By Alex Jensen
SEOUL (AA) - North Korea cannot yet “precisely hit” a target with an intercontinental ballistic missile, according to South Korea’s National Intelligence Service, despite the North’s claim last week to have successfully tested an ICBM for the first time.
Pyongyang celebrated its July 4 launch as a “gift” for the United States on American Independence Day, having repeatedly warned of a strike on the U.S. mainland.
But Seoul’s intelligence agency has found no evidence for the North’s assertion that it can actually pose a threat with an ICBM just yet.
“The late-stage guidance technology, which is used to get the missile to precisely hit the target, is not yet fully developed because you would have to have the re-entry technology first,” lawmaker Yi Wan-young was quoted as telling reporters on Tuesday by The Korea Herald, after being briefed by the NIS.

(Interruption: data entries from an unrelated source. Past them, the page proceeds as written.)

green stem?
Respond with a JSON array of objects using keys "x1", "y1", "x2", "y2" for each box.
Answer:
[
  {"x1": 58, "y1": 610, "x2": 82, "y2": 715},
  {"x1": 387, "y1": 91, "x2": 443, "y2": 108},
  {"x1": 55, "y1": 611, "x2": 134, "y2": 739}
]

“Given that it does not have a related testing facility, it appears to have not yet secured the technology,” Yi added, based on the agency’s findings.
While the NIS still sees North Korea’s latest test from a fixed -- rather than mobile -- launcher as pursuing re-entry technology, the agency also cautioned that Pyongyang could order its sixth-ever nuclear test at any moment.
The North faces extra sanctions following last Tuesday’s test, while a further provocation could lead to even greater global pressure to denuclearize.